Dia melihat ke bawah dan ada buku bahasa Inggris lain.
“MS. Qin, apakah kamu mengambil buku yang salah?” Cheng Mu mengeluarkan buku-buku itu dan bertanya pada Qin Ran.
1 Qin Ran melirik mereka. “Tidak, aku tidak melakukannya.”
“Oke.” Cheng Mu mengangguk. Dia tidak banyak bicara.
Dia menduga bahwa Qin Ran mungkin membeli ini untuk orang lain, atau berpura-pura menggunakannya.
1 **
Hampir bersamaan.
Di sebuah restoran di Yun Cheng.
“Ketua Feng, ini proposal kami.” Wajah lelaki tua itu lembut, dan matanya yang agak kabur masih sedikit bersinar saat dia mendorong sebuah map ke arahnya. “Lihatlah.”
Wanita di sisi yang berlawanan mengenakan setelan hitam. Dia memiliki rambut pendek dan berpakaian rapi.
Dia adalah saudara perempuan Feng Loucheng, Feng Loulan.
Dia meletakkan tangannya di dokumen itu tetapi tidak membacanya. Sebaliknya, dia melihat ke atas dan berkata, “Tuan. Lin, Anda harus tahu bahwa saya berbicara dengan putra Anda dua hari yang lalu. Ada begitu banyak perusahaan di Yun Cheng, tapi aku masih menyukai keluarga Lin…”
Keduanya berbincang.
Ada ketukan di pintu.
Itu adalah sekretaris Feng Loulan. Dia memegang telepon pribadi Feng Loulan dengan ekspresi panik.
Sekretaris Feng Loulan telah dipilih melalui beberapa wawancara. Sekretaris ini telah mengikutinya selama hampir sepuluh tahun dan sangat terbiasa dengannya.
Dalam keadaan normal, dia tidak akan sembrono untuk menerobos masuk ketika dia berbicara tentang bisnis.
“Permintaan maaf saya.” Feng Loulan tersenyum.
Tuan Tua Li mengambil tehnya dan tersenyum. “Jangan khawatir.”
“Ketua Feng.” Sekretaris itu tidak banyak bicara, tetapi ekspresinya buruk saat dia langsung menyerahkan telepon ke Feng Loulan. “Tuan Muda Qian ada di rumah sakit!”
2
Bang—
Feng Loulan segera menarik kursinya kembali dan berdiri, ekspresinya berubah drastis. “Apa?!”
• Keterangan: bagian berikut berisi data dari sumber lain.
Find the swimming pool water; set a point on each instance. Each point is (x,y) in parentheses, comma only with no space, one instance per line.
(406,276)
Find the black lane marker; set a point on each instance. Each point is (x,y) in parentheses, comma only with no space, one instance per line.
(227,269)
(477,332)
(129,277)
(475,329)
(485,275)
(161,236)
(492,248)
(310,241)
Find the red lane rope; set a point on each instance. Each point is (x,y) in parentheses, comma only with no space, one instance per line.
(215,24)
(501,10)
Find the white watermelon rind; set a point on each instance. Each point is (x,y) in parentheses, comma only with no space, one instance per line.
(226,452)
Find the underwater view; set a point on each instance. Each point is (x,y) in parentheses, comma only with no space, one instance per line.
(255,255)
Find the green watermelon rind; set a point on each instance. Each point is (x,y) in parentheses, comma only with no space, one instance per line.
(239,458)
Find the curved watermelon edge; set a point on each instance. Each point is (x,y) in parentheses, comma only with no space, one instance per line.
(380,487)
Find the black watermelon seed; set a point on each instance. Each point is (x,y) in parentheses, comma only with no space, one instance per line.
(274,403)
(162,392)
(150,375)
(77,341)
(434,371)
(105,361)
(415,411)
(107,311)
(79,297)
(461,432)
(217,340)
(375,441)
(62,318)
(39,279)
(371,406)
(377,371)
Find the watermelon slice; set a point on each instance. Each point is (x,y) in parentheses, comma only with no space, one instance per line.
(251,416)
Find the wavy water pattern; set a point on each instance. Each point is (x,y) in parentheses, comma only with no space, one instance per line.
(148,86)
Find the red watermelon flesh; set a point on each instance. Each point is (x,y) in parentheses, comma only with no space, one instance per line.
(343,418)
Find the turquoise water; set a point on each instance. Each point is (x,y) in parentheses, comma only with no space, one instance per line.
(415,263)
Dia meraih tasnya dan bergegas keluar.
Mereka baru saja berbicara tentang kerja sama, dan tidak cocok bagi Tuan Tua untuk pergi begitu saja saat ini, jadi dia juga mengikutinya ke rumah sakit.
**
Setelah satu jam.
Keluarga Lin duduk di meja makan.
Mereka sangat pendiam akhir-akhir ini.
Ning Qing sedang kesurupan dan sedang memikirkan sesuatu.
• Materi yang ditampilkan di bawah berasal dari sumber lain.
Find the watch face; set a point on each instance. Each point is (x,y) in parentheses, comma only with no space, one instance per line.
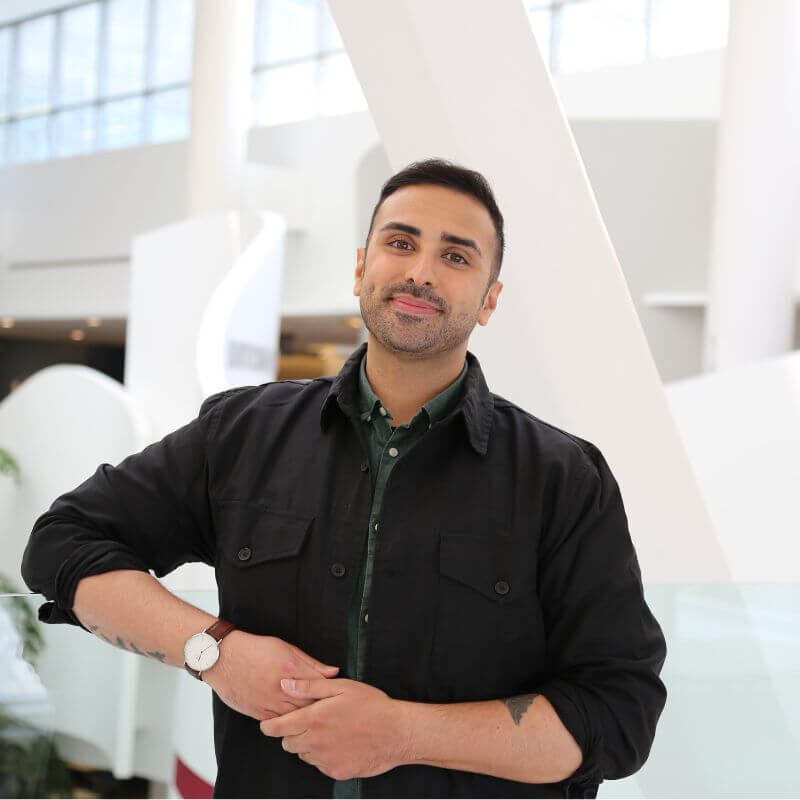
(201,651)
Telepon di ruang tamu berdering.
Ini aneh, karena keluarga Lin memiliki telepon masing-masing dan sangat sedikit orang yang menelepon nomor rumah mereka.
Bibi Zhang menyeka tangannya, melihat ID penelepon, dan mengangkatnya dengan sopan. “Tuan Tua.”
Ekspresi Bibi Zhang berubah secara bertahap.